Не слышит. Гремят золотые трубы…
- Хл-е-э-ба-аааа…
А где-нибудь громадные булочные открыты, за окнами, на полках, лежат свободные караваи, лежат до вечера… Да есть ли?!
- Сил моих нету, Го-споди… Ляля, да возьми от меня Воводю! Няня сейчас придет… Ну, дай ему грушку погрызть, что ли… И когда только эта мука кончится!..

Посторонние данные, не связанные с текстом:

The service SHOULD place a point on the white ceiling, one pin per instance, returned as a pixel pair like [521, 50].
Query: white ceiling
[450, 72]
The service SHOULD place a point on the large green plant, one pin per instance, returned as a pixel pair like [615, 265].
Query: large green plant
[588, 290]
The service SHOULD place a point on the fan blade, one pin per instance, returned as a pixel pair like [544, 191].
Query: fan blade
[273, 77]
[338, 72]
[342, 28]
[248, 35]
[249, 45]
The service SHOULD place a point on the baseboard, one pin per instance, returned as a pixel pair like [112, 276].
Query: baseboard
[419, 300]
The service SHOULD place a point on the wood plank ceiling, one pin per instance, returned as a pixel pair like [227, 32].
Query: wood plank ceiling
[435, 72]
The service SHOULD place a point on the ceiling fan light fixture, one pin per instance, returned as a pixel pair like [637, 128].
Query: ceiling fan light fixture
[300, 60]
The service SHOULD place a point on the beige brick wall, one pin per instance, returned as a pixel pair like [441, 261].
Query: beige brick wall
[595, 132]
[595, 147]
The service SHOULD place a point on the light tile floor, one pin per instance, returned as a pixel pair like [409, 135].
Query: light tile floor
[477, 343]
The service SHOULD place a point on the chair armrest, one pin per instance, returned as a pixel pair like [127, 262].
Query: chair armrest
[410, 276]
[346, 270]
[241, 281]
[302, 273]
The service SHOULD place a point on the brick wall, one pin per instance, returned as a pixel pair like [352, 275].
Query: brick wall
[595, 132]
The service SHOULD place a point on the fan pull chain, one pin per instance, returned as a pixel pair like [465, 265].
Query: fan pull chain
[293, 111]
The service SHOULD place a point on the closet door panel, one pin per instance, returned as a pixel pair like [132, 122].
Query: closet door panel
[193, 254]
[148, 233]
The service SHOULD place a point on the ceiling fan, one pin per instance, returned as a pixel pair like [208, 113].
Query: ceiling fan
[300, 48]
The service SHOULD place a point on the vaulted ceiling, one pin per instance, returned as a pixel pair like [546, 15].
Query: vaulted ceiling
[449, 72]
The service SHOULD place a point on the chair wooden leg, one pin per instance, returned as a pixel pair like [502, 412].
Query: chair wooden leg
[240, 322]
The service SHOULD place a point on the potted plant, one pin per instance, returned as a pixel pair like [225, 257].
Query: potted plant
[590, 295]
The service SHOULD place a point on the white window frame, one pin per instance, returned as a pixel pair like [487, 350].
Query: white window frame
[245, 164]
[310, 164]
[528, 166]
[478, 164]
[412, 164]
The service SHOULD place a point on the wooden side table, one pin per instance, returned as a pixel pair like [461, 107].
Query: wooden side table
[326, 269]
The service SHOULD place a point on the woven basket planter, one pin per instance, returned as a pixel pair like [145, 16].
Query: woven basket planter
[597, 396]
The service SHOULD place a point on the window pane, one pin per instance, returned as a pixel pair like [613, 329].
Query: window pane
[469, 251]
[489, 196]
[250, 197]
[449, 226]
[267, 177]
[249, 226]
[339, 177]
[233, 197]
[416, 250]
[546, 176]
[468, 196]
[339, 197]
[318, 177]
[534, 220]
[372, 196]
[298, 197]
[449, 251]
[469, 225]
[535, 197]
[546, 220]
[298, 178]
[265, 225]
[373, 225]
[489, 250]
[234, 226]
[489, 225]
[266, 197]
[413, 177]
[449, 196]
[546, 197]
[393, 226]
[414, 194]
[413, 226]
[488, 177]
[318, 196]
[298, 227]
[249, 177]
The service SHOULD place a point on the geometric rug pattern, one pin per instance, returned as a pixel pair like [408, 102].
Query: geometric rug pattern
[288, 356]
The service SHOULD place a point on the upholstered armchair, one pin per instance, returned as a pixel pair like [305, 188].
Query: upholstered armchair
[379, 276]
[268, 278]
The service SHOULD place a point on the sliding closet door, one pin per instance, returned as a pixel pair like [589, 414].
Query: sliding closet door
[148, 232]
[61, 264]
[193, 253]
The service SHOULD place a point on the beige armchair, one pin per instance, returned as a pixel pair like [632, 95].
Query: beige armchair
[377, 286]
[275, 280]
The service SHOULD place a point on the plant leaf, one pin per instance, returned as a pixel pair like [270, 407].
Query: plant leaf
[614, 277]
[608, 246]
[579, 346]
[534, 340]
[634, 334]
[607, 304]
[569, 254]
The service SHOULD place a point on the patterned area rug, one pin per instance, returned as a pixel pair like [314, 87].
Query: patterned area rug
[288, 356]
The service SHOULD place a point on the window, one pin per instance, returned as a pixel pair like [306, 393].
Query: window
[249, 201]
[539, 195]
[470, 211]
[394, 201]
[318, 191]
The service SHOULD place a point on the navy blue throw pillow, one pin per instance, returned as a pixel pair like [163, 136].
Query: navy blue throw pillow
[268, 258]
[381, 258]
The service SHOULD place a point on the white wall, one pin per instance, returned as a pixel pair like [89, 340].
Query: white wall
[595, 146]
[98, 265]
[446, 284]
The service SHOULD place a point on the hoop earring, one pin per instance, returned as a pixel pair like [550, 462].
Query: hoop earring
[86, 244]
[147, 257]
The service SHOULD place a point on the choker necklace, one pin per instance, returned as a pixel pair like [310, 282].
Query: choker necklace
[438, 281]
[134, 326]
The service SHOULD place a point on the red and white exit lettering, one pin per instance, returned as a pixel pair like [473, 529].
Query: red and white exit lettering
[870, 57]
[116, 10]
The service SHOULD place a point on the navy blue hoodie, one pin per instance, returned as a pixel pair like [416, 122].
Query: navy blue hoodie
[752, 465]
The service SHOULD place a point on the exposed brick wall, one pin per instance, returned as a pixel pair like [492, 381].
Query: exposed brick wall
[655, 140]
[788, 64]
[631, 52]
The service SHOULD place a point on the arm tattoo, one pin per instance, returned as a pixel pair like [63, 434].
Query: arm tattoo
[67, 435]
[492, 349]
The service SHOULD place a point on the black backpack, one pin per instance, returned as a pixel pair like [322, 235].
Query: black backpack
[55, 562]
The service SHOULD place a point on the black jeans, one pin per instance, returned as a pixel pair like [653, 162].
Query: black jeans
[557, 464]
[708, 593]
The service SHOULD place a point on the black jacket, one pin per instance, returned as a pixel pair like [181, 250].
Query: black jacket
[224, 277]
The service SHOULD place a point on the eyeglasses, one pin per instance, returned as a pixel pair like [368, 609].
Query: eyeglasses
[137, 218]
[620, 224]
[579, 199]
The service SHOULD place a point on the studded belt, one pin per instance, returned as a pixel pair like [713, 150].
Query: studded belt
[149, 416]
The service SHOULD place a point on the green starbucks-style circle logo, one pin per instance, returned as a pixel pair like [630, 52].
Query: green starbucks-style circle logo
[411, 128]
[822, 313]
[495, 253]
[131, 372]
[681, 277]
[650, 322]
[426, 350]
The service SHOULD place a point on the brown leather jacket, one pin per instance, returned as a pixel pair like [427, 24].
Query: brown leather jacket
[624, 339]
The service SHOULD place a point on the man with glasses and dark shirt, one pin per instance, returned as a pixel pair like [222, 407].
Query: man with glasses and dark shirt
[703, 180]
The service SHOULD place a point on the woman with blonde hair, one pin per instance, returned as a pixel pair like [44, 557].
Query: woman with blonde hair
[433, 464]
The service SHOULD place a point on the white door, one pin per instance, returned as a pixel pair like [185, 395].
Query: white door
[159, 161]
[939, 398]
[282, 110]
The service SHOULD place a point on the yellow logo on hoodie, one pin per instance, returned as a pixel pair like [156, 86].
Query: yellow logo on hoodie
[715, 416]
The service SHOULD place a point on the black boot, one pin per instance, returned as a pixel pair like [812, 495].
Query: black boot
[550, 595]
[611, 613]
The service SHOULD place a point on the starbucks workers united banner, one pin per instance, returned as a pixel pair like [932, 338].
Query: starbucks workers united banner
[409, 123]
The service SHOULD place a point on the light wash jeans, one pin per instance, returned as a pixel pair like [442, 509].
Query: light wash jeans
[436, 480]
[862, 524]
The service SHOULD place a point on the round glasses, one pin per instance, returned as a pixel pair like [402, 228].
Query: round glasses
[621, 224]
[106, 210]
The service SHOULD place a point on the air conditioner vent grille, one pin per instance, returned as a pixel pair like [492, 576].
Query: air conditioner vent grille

Кончится! Она только еще подходит. Вон - Безрукий, слесарь из Сухой балки, вчера съел рыженькую собачку Минца… А на той неделе я видел, как его жена еще пекла из муки лепешки. У нас еще есть миндаля немного… А у ней, кажется, есть коврик и какое-то необыкновенное ожерелье… хрустальное ожерелье - из Парижа! Не знает, какая бывает мука! И как она может кончиться?! Это - солнце обманывает, блеском, - еще заглядывает в душу. Поет солнце, что еще много будет праздничных дней чудесных, что вот и виноградный, "бархатный" сезон подходит, понесут веселый виноград в корзинах, зацветут виноградники цветами, осенними огнями… Всегда будет празднично-голубое море, с серебряными путями.
Умеет смеяться солнце!
А вот скоро ветры сорвутся с Чатырдага, налягут на Палат-Гору снеговые тучи, от черного Бабугана натянет ливни - тогда…
А теперь… - яхонты вон горят на лозах, теплые, в нежном мате… золотится "чауш", розовая "шасла", "мускат" душистый… как смородина черная - "мускат" черный, александрийский… На целую неделю сладкого хлеба хватит! цветного хлеба!..
Я иду по рядам, выбираю на суп листочки, осматриваю грозди. Ночью собаки были - погрызли и разбросали. Голодные собаки? Вряд ли: собаки все ночи пируют в балке, где пала лошадь. Я слышал, как они там рычали. Конечно, это курочки и павлин - день за днем добивают мои запасы.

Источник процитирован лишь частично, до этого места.